4. The undersigning cities have agreed that the following strategies need to be implemented through the co-operative efforts of all relevant actors and levels of government:
We must encourage land use patterns which reduce the need for motorised travel and minimise the amount of public space allocated to cars. In particular, we must discourage the further development of extensive, low-density urban forms. The European city offers the possibility of a modern urban lifestyle with fewer cars and more open space for ecological and public use.
Cities should ensure the provision of a range of efficient, reliable and well-publicised mobility services which together offer citizens a real alternative to private cars. Such services include, for example, public transport, StattAuto and other kinds of car-sharing, improved facilities for cyclists and pedestrians and home delivery services.
By reducing road congestion and the number of vehicles parked in central locations, public and shared transport, cycling and walking can offer both more efficient use of land and savings of time and money.
Change requires consensus amongst the citizens, and this in turn requires enhanced community participation as cities develop their approaches to sustainable mobility. We must all become more sensitive to the impacts of traffic. The rights of children, other vulnerable road users and all residents near arterial roads should be emphasised in the dialogue between local authorities, their citizens and all other stakeholder.
The price of motorised personal and freight transport should include all external costs. The definition of external costs must be broadened to include all environmental impacts such as land take, air pollution and noise. The environmentally friendly means of transport will thus become more attractive in comparison to the car and lorry under market conditions.
Business and commerce must play their part in shifting transport to environmentally friendly modes and, in the longer term, in developing structures of production and distribution which will reduce transport demand.
Traffic problems cannot be solved by the cities alone, nor by the regions. We must achieve a consistent approach at all levels of government, as well as integration between sectors within each governmental tier. Tackling traffic problems must be a high political and economic priority for national governments. National governments must provide frameworks within which cities can act.
5. The Car Free Cities network welcomes the increasing focus on urban mobility and accessibility problems at European level. In particular we welcome the Green Paper on the Citizensí Network and the Green Paper on the Internalisation of External Costs.
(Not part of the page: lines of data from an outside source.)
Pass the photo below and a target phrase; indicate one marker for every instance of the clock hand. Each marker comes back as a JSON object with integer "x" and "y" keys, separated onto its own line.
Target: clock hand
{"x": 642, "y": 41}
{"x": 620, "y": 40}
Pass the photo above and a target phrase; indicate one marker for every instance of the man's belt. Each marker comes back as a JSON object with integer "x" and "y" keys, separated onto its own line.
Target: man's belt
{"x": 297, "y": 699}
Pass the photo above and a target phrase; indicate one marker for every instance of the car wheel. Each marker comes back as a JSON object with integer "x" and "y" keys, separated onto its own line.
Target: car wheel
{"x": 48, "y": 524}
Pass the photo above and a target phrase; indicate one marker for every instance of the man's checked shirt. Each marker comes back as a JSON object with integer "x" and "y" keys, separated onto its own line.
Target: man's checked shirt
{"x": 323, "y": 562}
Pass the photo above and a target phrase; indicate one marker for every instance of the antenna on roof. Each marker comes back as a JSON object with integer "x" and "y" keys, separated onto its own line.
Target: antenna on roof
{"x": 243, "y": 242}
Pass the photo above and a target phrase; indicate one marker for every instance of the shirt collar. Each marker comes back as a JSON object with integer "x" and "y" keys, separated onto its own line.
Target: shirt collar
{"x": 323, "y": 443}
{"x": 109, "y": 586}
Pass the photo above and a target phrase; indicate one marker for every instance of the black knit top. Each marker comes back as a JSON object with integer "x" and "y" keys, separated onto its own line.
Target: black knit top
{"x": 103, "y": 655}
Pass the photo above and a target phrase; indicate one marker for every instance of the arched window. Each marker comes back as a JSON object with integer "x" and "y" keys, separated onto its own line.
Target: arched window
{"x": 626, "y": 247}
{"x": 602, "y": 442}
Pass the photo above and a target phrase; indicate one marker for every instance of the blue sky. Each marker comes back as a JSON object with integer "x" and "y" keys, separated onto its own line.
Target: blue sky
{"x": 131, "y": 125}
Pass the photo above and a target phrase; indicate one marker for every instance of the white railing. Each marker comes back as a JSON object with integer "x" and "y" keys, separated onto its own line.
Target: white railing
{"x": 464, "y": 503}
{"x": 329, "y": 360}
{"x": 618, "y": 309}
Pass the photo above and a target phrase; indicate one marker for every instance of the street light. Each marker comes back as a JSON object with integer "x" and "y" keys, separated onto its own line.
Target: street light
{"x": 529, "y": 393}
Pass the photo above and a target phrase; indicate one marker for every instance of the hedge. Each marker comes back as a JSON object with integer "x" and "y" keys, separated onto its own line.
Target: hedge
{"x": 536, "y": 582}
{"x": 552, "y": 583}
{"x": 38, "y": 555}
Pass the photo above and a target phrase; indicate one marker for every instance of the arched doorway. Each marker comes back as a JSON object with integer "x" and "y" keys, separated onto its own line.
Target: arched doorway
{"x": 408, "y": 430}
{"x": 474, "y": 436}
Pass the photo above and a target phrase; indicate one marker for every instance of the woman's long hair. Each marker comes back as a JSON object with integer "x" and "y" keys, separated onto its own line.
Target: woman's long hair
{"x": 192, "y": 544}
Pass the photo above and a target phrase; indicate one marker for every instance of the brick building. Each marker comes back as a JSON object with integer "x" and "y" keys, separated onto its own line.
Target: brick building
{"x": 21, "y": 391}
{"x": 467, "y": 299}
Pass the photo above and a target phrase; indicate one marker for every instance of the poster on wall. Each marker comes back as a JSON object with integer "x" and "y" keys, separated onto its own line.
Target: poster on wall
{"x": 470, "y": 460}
The European institutions have an important role in regulation, setting policy frameworks, encouraging the exchange of good practice and providing financial support for environmentally friendly transport and technological innovation. By these means the EU institutions can support the cities and their citizens as they strive for better urban quality.
The Car Free Cities network is an important tool for promoting the goals of environmentally friendly and socially oriented mobility. We call for:
the exchange of experience and the co-operation of cities in projects which can demonstrate strategies for reducing dependence upon environmentally-damaging motorised transport.
cities to co-operate with EU-institutions. Cities are centres of innovation and partners in implementing European, national and regional initiatives. They play a key role in ensuring that obligations under international agreements are met.
the involvement of elected representatives at all levels of government in the activities of the network.
7. We must move towards a society respecting environmental limits. All decision-makers at the local, regional, national and European levels are urged to play their part in changing our culture of mobility!